At the moment what I’m finding crushing are two things: firstly, imagining the future and secondly, the impact it has on my sense of reality.
My concerns for the future are obvious. If D and I are to have the family together that we so dearly want, then I worry for our kids. I don’t really do distant dads; our kids aren’t having one if I can help it. So if my darling husband, who I love more than he can actually conceive of inside his bright and beautiful brain, can’t handle an articulate and thoughtful me after a hard day – how is he going to deal with the irrational explosive bundle of a baby? I can say “give me a hug” but a baby just bellows and has inarticulate, heavy needs that are unreasonable and potent. They are noisy and confronting. They create chaos, they wreck routines. We talk about this and he worries too. There’s no answer, and while it seems my therapist is determined that I should never have children, I’m not giving up. (If my grown children should ever read this, know I loved you enough to defy Jo.)
A large part of having a child, for me, will be enduring a Bipolar pregnancy which by all descriptions will be a special hell. If I manage to make it un-medicated through the entire thing without a psychotic episode, manic episode or depressive episode, it’ll be a miracle and I’ll have to seriously reconsider my current lack of commitment to the church. But it is likely I will be a pretty hard to handle wife in that time, while I cook a baby. And I’ll have big, unruly emotional needs that will almost require their own raft of solar panels to power and right now I’m scared that he just won’t have it in him to support me.
Secondly, I am just so scared of my reality changing. If you’re denied for long enough of basic hugs and cheering up and connected response from someone you’re close to, you shut off from them (horrible and not good for intimacy) or I think you may start to believe you are in some way wrong for needing what you need. Right *now* I can say firmly that there’s nothing wrong with expecting your husband to be in your corner and be making the tea and saying “WHAT a DICK! UGH!” and scowling when you describe someone street harassing you. I get that this is a normal expectation. But over time, when I just fail to get it over a long period of time, perhaps I’ll start to think I’m unreasonable or irrational, or worse: that I’m too much. I spent almost all of my twenties trying to kill that mindset. I’m not giving it new life now.

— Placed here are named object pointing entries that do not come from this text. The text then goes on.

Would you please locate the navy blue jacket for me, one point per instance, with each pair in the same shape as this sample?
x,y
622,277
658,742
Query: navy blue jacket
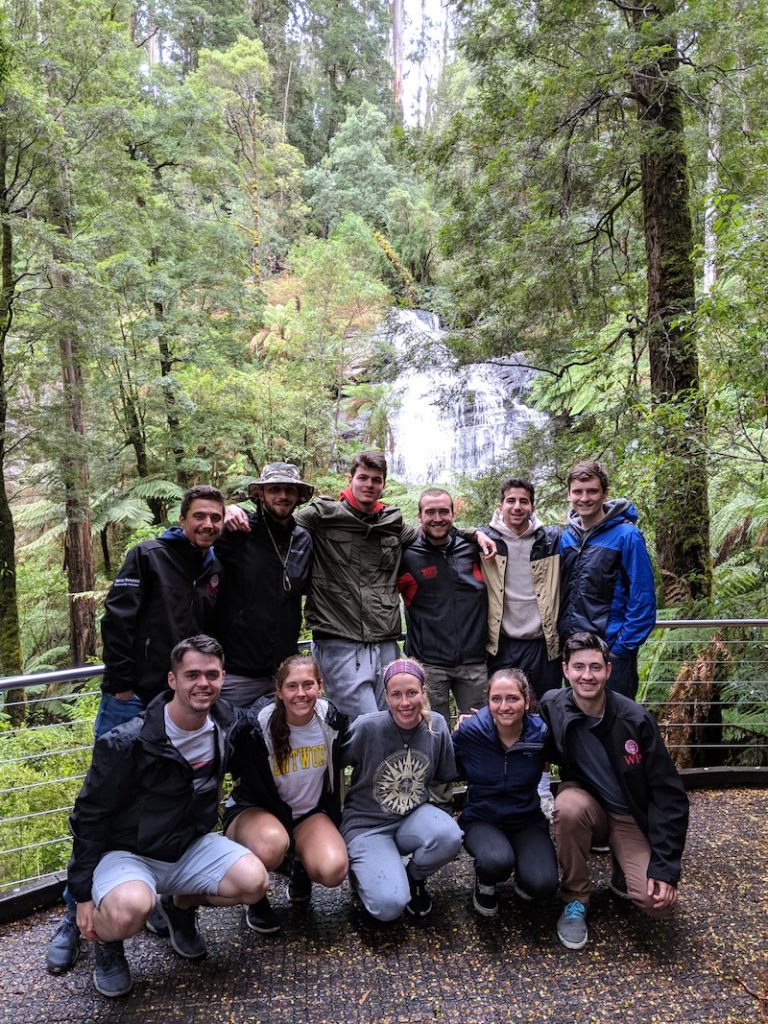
x,y
259,620
502,784
446,605
649,781
607,581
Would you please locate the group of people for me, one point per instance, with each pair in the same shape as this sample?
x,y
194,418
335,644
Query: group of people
x,y
516,600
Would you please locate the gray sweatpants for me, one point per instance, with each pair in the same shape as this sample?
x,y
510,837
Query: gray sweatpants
x,y
352,673
428,834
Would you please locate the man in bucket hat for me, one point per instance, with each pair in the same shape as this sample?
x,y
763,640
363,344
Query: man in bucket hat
x,y
267,570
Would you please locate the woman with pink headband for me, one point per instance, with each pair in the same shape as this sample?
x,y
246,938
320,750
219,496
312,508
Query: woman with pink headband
x,y
397,754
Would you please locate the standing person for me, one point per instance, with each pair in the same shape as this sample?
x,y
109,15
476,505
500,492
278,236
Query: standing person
x,y
167,589
607,577
267,570
143,820
445,607
287,803
353,606
500,752
619,785
396,755
523,583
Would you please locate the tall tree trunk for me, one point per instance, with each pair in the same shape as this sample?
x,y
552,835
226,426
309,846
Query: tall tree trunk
x,y
74,460
683,519
10,640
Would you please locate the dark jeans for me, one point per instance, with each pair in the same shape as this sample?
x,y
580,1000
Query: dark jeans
x,y
530,655
526,851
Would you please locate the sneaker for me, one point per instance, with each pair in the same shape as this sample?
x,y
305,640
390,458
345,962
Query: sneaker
x,y
617,884
484,899
547,802
64,947
113,976
156,923
571,926
300,885
182,929
260,918
420,903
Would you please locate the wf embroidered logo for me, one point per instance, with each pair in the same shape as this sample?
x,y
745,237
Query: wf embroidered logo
x,y
633,755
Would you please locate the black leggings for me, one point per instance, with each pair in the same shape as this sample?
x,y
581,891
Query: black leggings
x,y
527,851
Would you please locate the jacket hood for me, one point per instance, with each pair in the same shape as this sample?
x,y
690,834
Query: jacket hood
x,y
616,509
497,521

After a night of sleep deprivation and sobbing – all very dramatic – I’m feeling tired of a seemingly intractable incompatibility and unsure right now of accessible solutions. Do I accept that living with ASD is just going to suck and deal with it? Do I try to get these needs met elsewhere? Do I become a zen monk who has no emotional needs? Do I prod my partner back into therapy for skills building and concrete strategies?
In the end, I only know one thing for sure: for better and for worse, my Michaela. In sickness and in health. I’m so far from done yet, though I may be limping a little.